Separating ESPN and ABC “would leave remaining Disney as an attractive pureplay IP company,” the Wells Fargo expert emphasized. “We also think investors are increasingly put off by trying to determine how fast linear networks — most of which is ESPN/ABC — is declining as direct-to-consumer (DTC) profits improve. The seesaw creates a constant headache. Spinning ESPN/ABC provides price discovery for the asset at a Fox-esque multiple of 6-7 times enterprise value/earnings before interest, taxes, depreciation and amortization (EBITDA), and then lets remaining Disney be more of a pureplay on global IP and streaming.”

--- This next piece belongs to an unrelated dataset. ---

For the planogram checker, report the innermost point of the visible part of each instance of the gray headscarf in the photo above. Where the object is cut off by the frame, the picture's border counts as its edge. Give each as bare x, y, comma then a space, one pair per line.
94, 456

Cahall noted, though, that “if Disney sees the world the way we do, then it has work to do in prep of a spin.” He then mentioned potential initiatives and moves that could be in store. “First, we think ESPN would go a la carte in streaming as that band-aid is long overdue to be ripped off in a world of accelerating cord-cutting. That puts pressure on ESPN/ABC’s linear cash flows, and Disney’s non-ESPN/ABC linear networks (which are high margin). Second, Disney needs to work hard on cost rationalization to ease the burden of losing ESPN/ABC’s earnings and cash. Third, Disney might consider a Hulu sale to shore up the balance sheet and assuage fears from debt rating agencies.”

Cahall adds that he sees a separation of ESPN and ABC from the rest of the company as having various benefits. “Disney can move forward with an IP strategy, while ESPN can determine how best to price and monetize sports, which is increasingly tricky. Investors can build their own portfolios, and we think ESPN inside of Disney is a portfolio with less and less logical connection as time goes by. As such, to us, it’s a reasonably probable event for late 2023. We like Disney for its optionality and self-help.”